Phase 2: automated screening with LLMs

Deliver task-focused prompts to an LLM to estimate relevance to precision oncology RCTs and extract structured attributes (population, intervention, comparison, outcomes, trial phase). The model returns a relevance score and a provisional annotation. Crucially, items with lower confidence or ambiguous wording are flagged for human review, ensuring that uncertain cases receive expert attention. Thresholds can be adjusted to trade speed for precision as needed.

Phase 3: human adjudication and feedback

Clinical researchers and methodologists review flagged items and model outputs, making inclusion/exclusion decisions and refining annotation labels. Corrections and justifications are captured to inform subsequent model updates and prompt refinements. This feedback loop improves consistency, reduces drift, and builds an auditable record of why decisions were made, which is essential for transparency in systematic reviews.

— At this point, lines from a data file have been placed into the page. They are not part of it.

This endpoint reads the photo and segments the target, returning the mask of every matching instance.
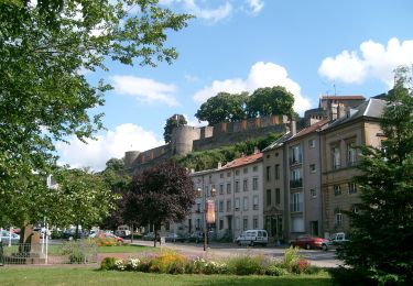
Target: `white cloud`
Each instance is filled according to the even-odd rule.
[[[175,85],[166,85],[151,78],[135,76],[113,76],[115,91],[133,96],[139,101],[166,103],[170,107],[178,106],[174,94]]]
[[[153,132],[132,123],[118,125],[115,130],[98,135],[97,140],[87,140],[88,144],[76,136],[68,141],[70,144],[59,142],[56,145],[61,156],[58,163],[77,168],[90,167],[94,170],[105,169],[108,160],[121,158],[126,151],[146,151],[164,144],[162,140],[156,140]]]
[[[361,84],[378,78],[389,87],[393,84],[393,69],[413,64],[413,40],[400,42],[392,37],[387,46],[371,40],[361,43],[359,51],[343,51],[327,57],[318,68],[319,75],[330,80]]]
[[[197,91],[194,100],[197,103],[205,102],[208,98],[216,96],[218,92],[226,91],[238,94],[242,91],[252,92],[261,87],[283,86],[294,95],[294,110],[304,113],[311,108],[309,100],[301,95],[301,87],[297,82],[289,78],[286,69],[273,63],[256,63],[248,75],[247,79],[233,78],[226,80],[214,80],[213,84]]]
[[[216,8],[202,8],[195,3],[195,0],[184,0],[184,8],[192,14],[199,19],[206,20],[208,22],[215,23],[230,15],[232,11],[232,6],[229,2]]]
[[[251,8],[253,14],[258,14],[264,7],[264,3],[261,0],[246,0],[246,2]]]

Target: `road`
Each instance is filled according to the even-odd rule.
[[[141,241],[134,240],[134,245],[146,245],[153,246],[152,241]],[[159,245],[159,244],[157,244]],[[285,252],[285,246],[238,246],[235,243],[211,243],[208,245],[207,251],[204,252],[204,245],[202,243],[165,243],[160,245],[160,248],[172,249],[184,253],[188,256],[198,256],[205,258],[224,258],[233,255],[264,255],[269,257],[276,257],[282,260]],[[305,258],[307,258],[311,264],[320,266],[320,267],[337,267],[343,265],[343,262],[336,258],[336,252],[334,250],[320,251],[320,250],[300,250]]]

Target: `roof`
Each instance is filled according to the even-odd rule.
[[[368,101],[362,102],[357,108],[349,109],[346,112],[347,114],[345,117],[338,118],[335,121],[333,121],[330,124],[328,124],[326,130],[333,129],[337,125],[354,121],[362,117],[380,119],[383,113],[385,102],[387,101],[381,99],[370,98]]]
[[[221,169],[229,169],[229,168],[236,168],[243,165],[257,163],[262,158],[262,153],[256,153],[249,156],[236,158],[231,162],[228,162]]]
[[[363,96],[357,95],[357,96],[319,96],[319,99],[336,99],[336,100],[355,100],[360,99],[365,100],[366,98]]]
[[[274,142],[272,142],[270,145],[268,145],[263,152],[265,151],[270,151],[270,150],[273,150],[273,148],[276,148],[276,147],[280,147],[284,144],[285,141],[287,141],[289,139],[291,138],[291,132],[287,131],[286,133],[284,133],[284,135],[282,135],[281,138],[279,138],[278,140],[275,140]]]
[[[316,123],[314,123],[313,125],[309,125],[305,129],[302,129],[300,132],[297,132],[294,136],[292,136],[290,140],[294,140],[294,139],[297,139],[297,138],[302,138],[302,136],[305,136],[318,129],[320,129],[323,125],[327,124],[328,123],[328,119],[324,119],[324,120],[320,120]]]

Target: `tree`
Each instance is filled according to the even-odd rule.
[[[106,163],[106,169],[100,173],[102,179],[111,193],[120,198],[116,201],[116,208],[100,223],[100,228],[116,230],[127,223],[123,220],[124,197],[130,189],[131,177],[124,170],[123,160],[111,158]]]
[[[73,134],[85,140],[102,129],[102,114],[89,111],[104,105],[111,87],[88,82],[85,72],[107,70],[107,61],[155,66],[176,58],[164,46],[166,33],[186,26],[191,16],[156,2],[0,1],[0,206],[8,205],[0,208],[2,221],[36,217],[32,208],[46,189],[39,189],[40,180],[55,164],[55,142]]]
[[[338,256],[373,284],[413,283],[413,96],[409,69],[395,70],[387,97],[381,147],[362,146],[361,202],[347,212],[351,240]]]
[[[119,196],[111,193],[100,174],[63,167],[53,178],[57,187],[48,191],[54,204],[47,213],[53,226],[90,228],[116,208]]]
[[[174,128],[180,125],[186,125],[187,123],[188,122],[186,121],[183,114],[174,114],[173,117],[169,118],[166,120],[163,132],[163,139],[165,140],[165,143],[171,142],[172,130],[174,130]]]
[[[244,107],[247,99],[247,92],[238,95],[219,92],[203,103],[195,117],[198,120],[208,121],[209,125],[246,119]]]
[[[285,114],[293,117],[294,96],[284,87],[259,88],[247,102],[249,118]]]
[[[185,219],[194,202],[195,191],[188,172],[175,161],[167,161],[133,178],[126,215],[142,224],[153,224],[156,238],[162,224]]]

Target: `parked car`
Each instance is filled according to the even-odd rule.
[[[267,246],[268,233],[267,230],[247,230],[239,235],[235,242],[238,245],[262,245]]]
[[[148,241],[154,241],[155,240],[155,233],[154,232],[148,232],[142,237],[142,240],[148,240]],[[156,241],[161,242],[161,235],[156,233]]]
[[[122,238],[120,238],[118,235],[115,235],[111,232],[101,232],[101,231],[99,231],[99,232],[91,233],[89,235],[89,238],[90,239],[108,239],[108,238],[110,238],[110,239],[115,239],[116,242],[118,242],[118,243],[123,243],[123,239]]]
[[[308,234],[298,235],[295,240],[290,241],[291,246],[298,246],[306,250],[311,249],[320,249],[320,250],[328,250],[328,240],[317,238],[317,237],[311,237]]]
[[[165,237],[165,242],[184,242],[186,238],[177,233],[167,233]]]

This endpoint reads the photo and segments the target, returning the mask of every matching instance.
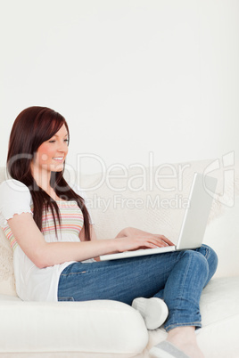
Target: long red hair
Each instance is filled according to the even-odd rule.
[[[69,127],[65,118],[47,107],[29,107],[16,118],[10,134],[7,169],[12,178],[23,183],[29,190],[33,200],[33,218],[42,229],[44,210],[52,211],[55,232],[56,219],[61,224],[61,215],[56,202],[34,180],[31,162],[39,146],[52,138],[65,125],[70,138]],[[65,200],[76,200],[82,210],[86,240],[90,240],[89,214],[83,198],[78,195],[67,183],[62,172],[51,175],[51,186],[58,197]]]

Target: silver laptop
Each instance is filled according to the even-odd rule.
[[[217,182],[217,179],[211,176],[194,174],[189,194],[189,205],[185,213],[177,246],[103,255],[100,256],[101,261],[200,248],[202,244]]]

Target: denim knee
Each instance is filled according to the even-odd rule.
[[[209,247],[208,245],[202,245],[200,248],[197,249],[204,257],[206,258],[208,262],[208,266],[209,266],[209,274],[208,274],[208,280],[206,281],[206,284],[210,281],[210,280],[212,278],[214,273],[217,271],[218,264],[218,255],[214,251],[213,248]],[[205,284],[205,285],[206,285]]]
[[[205,281],[209,276],[209,264],[207,258],[201,252],[194,250],[185,251],[185,256],[189,256],[194,267],[194,271],[198,273],[201,278],[205,276]]]

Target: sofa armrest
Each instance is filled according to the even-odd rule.
[[[130,357],[148,342],[139,313],[117,301],[22,302],[1,296],[0,315],[0,353],[57,350]]]

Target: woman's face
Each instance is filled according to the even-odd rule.
[[[68,132],[65,125],[48,141],[44,142],[36,153],[32,169],[61,172],[68,153]]]

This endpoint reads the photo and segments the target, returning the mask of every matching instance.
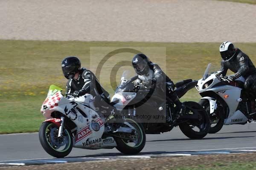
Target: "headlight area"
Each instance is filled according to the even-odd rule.
[[[205,89],[208,88],[209,86],[211,85],[211,84],[212,84],[213,82],[213,79],[212,79],[205,83],[204,84],[204,85],[203,86],[203,89]]]

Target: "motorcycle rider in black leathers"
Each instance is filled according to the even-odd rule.
[[[220,46],[222,58],[220,71],[226,76],[228,69],[235,73],[227,77],[230,81],[234,81],[240,76],[245,78],[244,89],[256,92],[256,69],[249,57],[238,48],[235,48],[230,42],[224,42]]]
[[[112,114],[119,114],[111,104],[109,93],[101,86],[94,74],[89,70],[81,68],[81,65],[79,60],[74,56],[68,57],[61,63],[64,76],[68,79],[66,95],[79,97],[87,93],[91,94],[94,97],[95,106],[99,108],[99,112],[105,118],[109,118],[111,112]],[[122,119],[118,120],[122,123]]]
[[[81,67],[79,60],[74,56],[63,60],[61,67],[64,76],[68,81],[66,94],[75,97],[90,94],[93,97],[101,95],[109,98],[109,94],[101,86],[94,74],[89,70]]]
[[[150,61],[148,58],[144,54],[139,53],[136,55],[132,60],[132,65],[138,75],[138,78],[135,81],[135,84],[141,83],[150,84],[153,86],[153,88],[157,89],[164,84],[166,87],[166,95],[173,101],[177,108],[178,117],[185,112],[185,105],[180,101],[177,95],[174,91],[175,85],[161,69],[159,66]],[[162,86],[163,87],[163,86]],[[151,87],[152,88],[152,87]],[[169,118],[166,121],[169,121]]]

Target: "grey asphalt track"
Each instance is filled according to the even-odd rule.
[[[178,128],[160,135],[147,135],[143,153],[157,151],[183,151],[255,147],[256,123],[225,126],[219,133],[208,134],[203,140],[192,140]],[[116,149],[87,150],[73,148],[68,156],[95,156],[116,153]],[[51,158],[41,147],[38,133],[0,135],[0,161]]]

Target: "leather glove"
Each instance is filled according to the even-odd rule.
[[[143,86],[146,89],[154,89],[156,86],[156,84],[154,80],[151,79],[146,81],[143,81]]]
[[[240,74],[239,73],[236,73],[234,75],[231,75],[227,76],[227,80],[229,81],[233,81],[240,76]]]
[[[78,98],[86,94],[86,90],[84,89],[82,89],[80,90],[76,90],[73,92],[73,96],[75,98]]]

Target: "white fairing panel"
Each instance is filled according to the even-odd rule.
[[[240,98],[241,89],[234,88],[231,86],[222,86],[214,88],[215,92],[223,99],[229,108],[228,117],[233,115],[239,104],[238,99]]]
[[[248,118],[240,110],[237,110],[234,113],[232,116],[225,119],[224,124],[236,124],[245,123],[247,121]]]
[[[112,98],[111,101],[118,100],[119,102],[114,106],[119,110],[122,109],[136,96],[136,93],[123,92],[116,93]]]
[[[210,114],[214,112],[214,110],[216,109],[216,99],[209,97],[204,97],[201,98],[201,99],[208,100],[210,105]]]

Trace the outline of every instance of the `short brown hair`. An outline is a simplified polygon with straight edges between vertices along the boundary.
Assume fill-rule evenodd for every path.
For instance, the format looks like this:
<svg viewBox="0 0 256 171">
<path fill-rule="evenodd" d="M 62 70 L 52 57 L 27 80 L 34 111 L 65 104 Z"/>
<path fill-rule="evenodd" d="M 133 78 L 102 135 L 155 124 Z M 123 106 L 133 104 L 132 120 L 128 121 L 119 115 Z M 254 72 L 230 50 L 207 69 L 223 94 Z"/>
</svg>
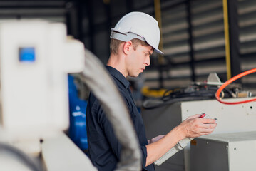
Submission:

Benefits for precision oncology research

The human-LLM collaborative approach increases screening throughput while preserving, and often enhancing, accuracy. By documenting decisions and providing structured annotations, it supports robust meta-analyses, enables reproducible evidence synthesis, and streamlines updating living reviews as new RCT data emerge in the precision oncology landscape.

Quality control and safeguards

Quality hinges on clear guidelines and ongoing monitoring. Key components include inter-annotator agreement checks, frequently updated instruction sets, and monitoring for model drift as the oncology literature evolves. Evaluate performance with standard metrics—precision, recall, and F1—and maintain an auditable trail of decisions and model prompts. Privacy and data integrity controls should be in place for any patient-level or sensitive data that may appear in trial reports.

Implementation tips and best practices

Practical steps to succeed include starting with a small pilot, iterating prompts with domain-specific examples, and establishing an escalation path for difficult cases. Calibrate LLM outputs with explicit uncertainty indicators and refit prompts based on reviewer feedback. Use active learning to prioritize the most informative items for human adjudication and implement version control for prompts and annotation schemas to ensure reproducibility across review cycles.

Looking ahead

As LLMs become more specialized, future work will focus on tighter integration with trial registries, standardized reporting for oncology RCTs, and open benchmarks for screening tasks that enable broader adoption of human-LLM collaboration in precision oncology evidence synthesis.